INFOTREN.ID - Keberangkatan petugas haji menjadi langkah awal krusial dalam memastikan kelancaran ibadah bagi ribuan jemaah asal Indonesia di Tanah Suci. Sebanyak 322 personil yang tergabung dalam Petugas Penyelenggara Ibadah Haji (PPIH) kini telah memulai perjalanan tugas mulia mereka.
Seluruh personil tersebut diberangkatkan menuju Arab Saudi pada Sabtu, 18 April 2026, guna mempersiapkan segala kebutuhan logistik dan teknis. Kehadiran mereka di garda terdepan diharapkan mampu memperkuat sistem layanan bagi jemaah yang akan segera menyusul dalam waktu dekat.

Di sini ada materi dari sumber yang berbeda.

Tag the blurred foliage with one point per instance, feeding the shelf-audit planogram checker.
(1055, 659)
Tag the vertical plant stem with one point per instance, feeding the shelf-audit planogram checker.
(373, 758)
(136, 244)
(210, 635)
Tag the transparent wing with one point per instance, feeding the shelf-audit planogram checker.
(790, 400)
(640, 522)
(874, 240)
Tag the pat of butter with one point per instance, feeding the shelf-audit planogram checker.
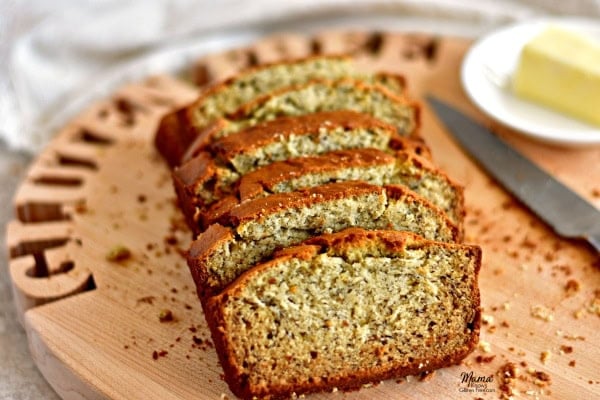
(561, 69)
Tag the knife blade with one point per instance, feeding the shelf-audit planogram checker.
(561, 208)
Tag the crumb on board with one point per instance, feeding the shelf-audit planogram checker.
(165, 315)
(545, 356)
(484, 346)
(118, 253)
(542, 313)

Dilansir dari sumber resmi, pemberangkatan gelombang pertama ini difokuskan untuk mengisi pos-pos strategis di bandara, pemondokan, dan katering. Hal ini dilakukan agar setiap kendala yang mungkin dihadapi jemaah dapat segera ditangani dengan solusi praktis dan efisien.
Sebagai tips praktis bagi jemaah, sangat penting untuk mengenali identitas resmi petugas PPIH yang mengenakan seragam khusus saat tiba di lokasi. Petugas ini merupakan solusi utama jika jemaah mengalami kebingungan terkait arah jalan, prosedur administrasi, maupun kehilangan barang.
Jemaah juga sangat disarankan untuk tidak sungkan meminta bantuan jika mengalami kendala kesehatan akibat perbedaan cuaca yang ekstrem di Arab Saudi. Tim PPIH yang diberangkatkan ini mencakup tenaga medis profesional yang siap memberikan penanganan pertama secara cepat di lapangan.
"Keberangkatan tim gelombang pertama ini merupakan komitmen penuh pemerintah untuk memastikan seluruh hak dan kenyamanan jemaah haji terpenuhi sejak mereka menginjakkan kaki di Tanah Suci," ujar salah satu koordinator PPIH dalam keterangannya terkait misi tersebut.
Selain urusan kesehatan, petugas ini juga memiliki mandat untuk memastikan ketersediaan konsumsi yang layak serta kenyamanan transportasi antar kota. Solusi logistik yang matang telah disiapkan sejak dini guna meminimalisir potensi penumpukan jemaah di titik-titik transit.
Bagi jemaah yang membawa perangkat komunikasi, disarankan untuk menyimpan nomor kontak darurat petugas yang biasanya dibagikan di asrama haji. Langkah preventif ini memudahkan koordinasi jika jemaah terpisah dari rombongan saat menjalankan rangkaian ibadah.
Dengan total 322 petugas yang sudah mulai bersiaga di lapangan, jemaah diharapkan dapat menjalankan ibadah dengan lebih tenang dan fokus. Koordinasi intensif terus dilakukan antara petugas di Arab Saudi dengan pusat komando di tanah air demi kesuksesan penyelenggaraan haji tahun ini.